Hello am new to the forums and i was thinking of importing a skyline GT-R preferbly an 1989 and i live in New York and i know theres a place where i live called Emphyrean moto imports but there mail is not working and there not answering there phone so i wanted if eny one has there new Bayside NY address.

- thanks
kev


----------



## Shadao (Aug 14, 2007)

you can not legally import an 1989 GTR32 until the year 2014...

the GTR32's are not allowed in the usa due to the whole motorex scandal...

you might be able to sneak it in through the kit car process.... but be prepared to loose the money you have invested...

your best bet is to buy one already landed and registered


----------



## coolbot22 (Apr 7, 2009)

what year skylines are legal to be imported and can be registered.


----------



## Shadao (Aug 14, 2007)

in short answer

NONE for the usa until 2014

vehicles have to be 25yrs or older for import into the usa...

there are ways like i said to get them in but you can easily loose the money you have invested...

if you dont know about hte whole motorex scandal then i suggest you read about it... it will help you to understand why the things are the way they are regarding skylines in the usa...

as far as i know the only legal GTR you can get into hte usa ios the GTR33 but it has to meet emissions, and some other modifications need to be done in order for the car to be compliant... if you can find out what those mods are then you might find a way to get one in... but you will need alot of luck on your side...

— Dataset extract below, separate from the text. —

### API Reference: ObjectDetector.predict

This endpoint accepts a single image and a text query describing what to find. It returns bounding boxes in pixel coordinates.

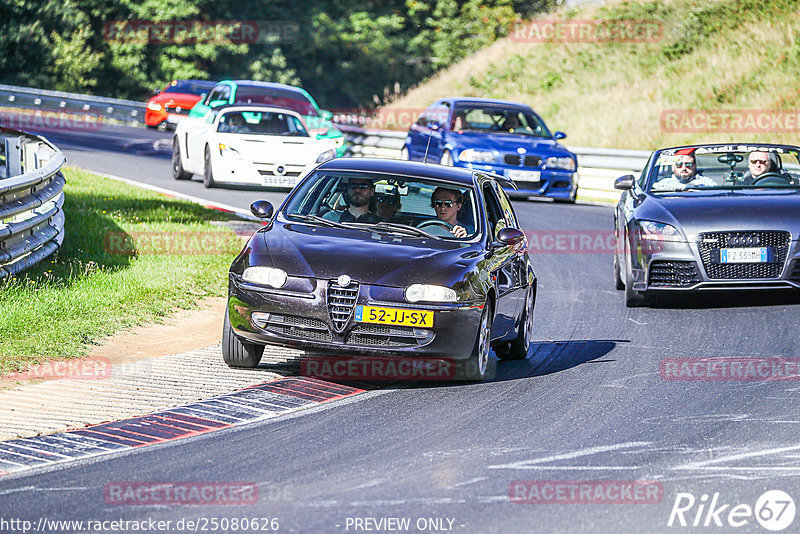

i think the best and safest way to spend your money would be to buy one already landed and registerd... but that means spending some serious cash... do you have over 50k to spend on a GTR? if you do you might as well get the GTR35 then you dont have to worry about legality and getting insurance or registration...


----------



## coolbot22 (Apr 7, 2009)

I actually came across a place in New Jersey that has R33 skyline already brought over and and kaizo unibodys as well am actually leaning towrds the R33's for 15k.


----------



## Shadao (Aug 14, 2007)

when it comes to skylines you get what you pay for...

chances are it isnt an GTR for 15k... so it will be a GTS which is fine... but it wont be as fast, or have the awd... price seems way to cheap for a skyline in the usa

things you will want to see before you think of purchasing it...

get a compression test done... then get everything else checked over...

has the car been registered and insured before? if no then stay away from it...

if they seller tells you it is federal legal they are lieing... there is no way to get a skyline made federally legal...


----------



## carbonfaddict (May 11, 2009)

be careful with empyrean. they stock numerous amounts of JDM cars or at least used to but I've heard more bad than good from that particular importer.


----------